Rainmaker [Closing the Loops Early] is a red herring confirmed on first rewatch. OLD JOE's 30-year-Montage proves his loop wasn't closed early, but instead precisely at the 30-year-Contract point per all Looper-Contracts.

So, The Rainmaker isn't closing loops early, BUT, someone wants Loopers to believe this false narrative that leads to unrest/uncertainty. How better to control a group of time-folding assassins other than fear, drugs, and paranoia.

Also, OLE ABE's loop is closed by a rampaging OLD JOE, but ONLY after he is seeded with the [Closing Loops Early] narrative and he actively runs his loop. Might ABE()'s loop required a special kind of closure? One where paranoid loopers are seeded with the narrative so they can go back, run their loop(s), and do their part.

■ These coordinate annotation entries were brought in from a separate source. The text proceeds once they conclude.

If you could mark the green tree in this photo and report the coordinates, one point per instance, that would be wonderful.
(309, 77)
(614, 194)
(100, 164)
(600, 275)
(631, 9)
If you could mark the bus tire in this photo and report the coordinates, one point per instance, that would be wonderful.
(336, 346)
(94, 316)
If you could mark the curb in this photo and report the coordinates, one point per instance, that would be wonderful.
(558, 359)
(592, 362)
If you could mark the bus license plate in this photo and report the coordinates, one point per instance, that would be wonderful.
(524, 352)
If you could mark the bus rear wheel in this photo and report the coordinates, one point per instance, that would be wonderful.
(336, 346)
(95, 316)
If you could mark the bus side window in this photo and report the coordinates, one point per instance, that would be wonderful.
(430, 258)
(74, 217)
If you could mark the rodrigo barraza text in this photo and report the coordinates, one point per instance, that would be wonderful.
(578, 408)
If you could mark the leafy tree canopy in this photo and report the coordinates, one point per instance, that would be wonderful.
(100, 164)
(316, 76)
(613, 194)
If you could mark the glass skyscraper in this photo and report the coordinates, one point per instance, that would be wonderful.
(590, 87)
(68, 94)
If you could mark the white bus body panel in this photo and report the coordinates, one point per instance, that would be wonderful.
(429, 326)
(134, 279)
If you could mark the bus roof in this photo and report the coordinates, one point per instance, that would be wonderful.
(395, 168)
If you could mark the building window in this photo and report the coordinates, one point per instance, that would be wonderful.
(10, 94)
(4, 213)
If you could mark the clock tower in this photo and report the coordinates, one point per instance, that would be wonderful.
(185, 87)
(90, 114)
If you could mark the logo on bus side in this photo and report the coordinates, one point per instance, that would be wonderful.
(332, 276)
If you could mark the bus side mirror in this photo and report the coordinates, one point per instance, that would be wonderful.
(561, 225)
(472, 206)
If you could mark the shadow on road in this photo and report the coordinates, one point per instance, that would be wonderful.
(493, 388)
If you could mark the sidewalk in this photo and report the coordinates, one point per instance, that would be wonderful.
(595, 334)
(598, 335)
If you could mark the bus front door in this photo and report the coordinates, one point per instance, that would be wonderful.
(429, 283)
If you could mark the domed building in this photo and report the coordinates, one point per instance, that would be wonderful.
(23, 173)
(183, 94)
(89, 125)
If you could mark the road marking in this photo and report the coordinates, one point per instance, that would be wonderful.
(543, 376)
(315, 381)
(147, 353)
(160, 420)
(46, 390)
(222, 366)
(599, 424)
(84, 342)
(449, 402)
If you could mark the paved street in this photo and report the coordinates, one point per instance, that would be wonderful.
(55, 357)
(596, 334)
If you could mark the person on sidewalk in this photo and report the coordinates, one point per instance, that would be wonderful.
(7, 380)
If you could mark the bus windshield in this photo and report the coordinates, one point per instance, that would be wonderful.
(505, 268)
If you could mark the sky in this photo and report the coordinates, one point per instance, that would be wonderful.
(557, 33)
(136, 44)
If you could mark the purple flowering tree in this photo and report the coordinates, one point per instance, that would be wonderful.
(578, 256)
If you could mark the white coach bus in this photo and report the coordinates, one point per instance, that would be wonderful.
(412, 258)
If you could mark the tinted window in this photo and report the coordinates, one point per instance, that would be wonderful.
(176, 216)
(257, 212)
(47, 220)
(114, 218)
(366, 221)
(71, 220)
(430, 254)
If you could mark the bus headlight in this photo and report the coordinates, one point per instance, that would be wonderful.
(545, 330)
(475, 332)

Lets talk contingency; Murphy's Law suggests that you cannot have 100% loop-fidelity and that some Loops will run no matter what you do to stop them from running. So... the best measure would be Controlled Chaos; wherein you want a few Loops to run even push them towards running as another means of control.

"Go get the Doctor!" proves this wasn't an early(green) iteration. It's a well-oiled process. Perhaps we're watching the millionth iteration. We lack data.




Enjoy these words, for one day they'll be gone... All of them.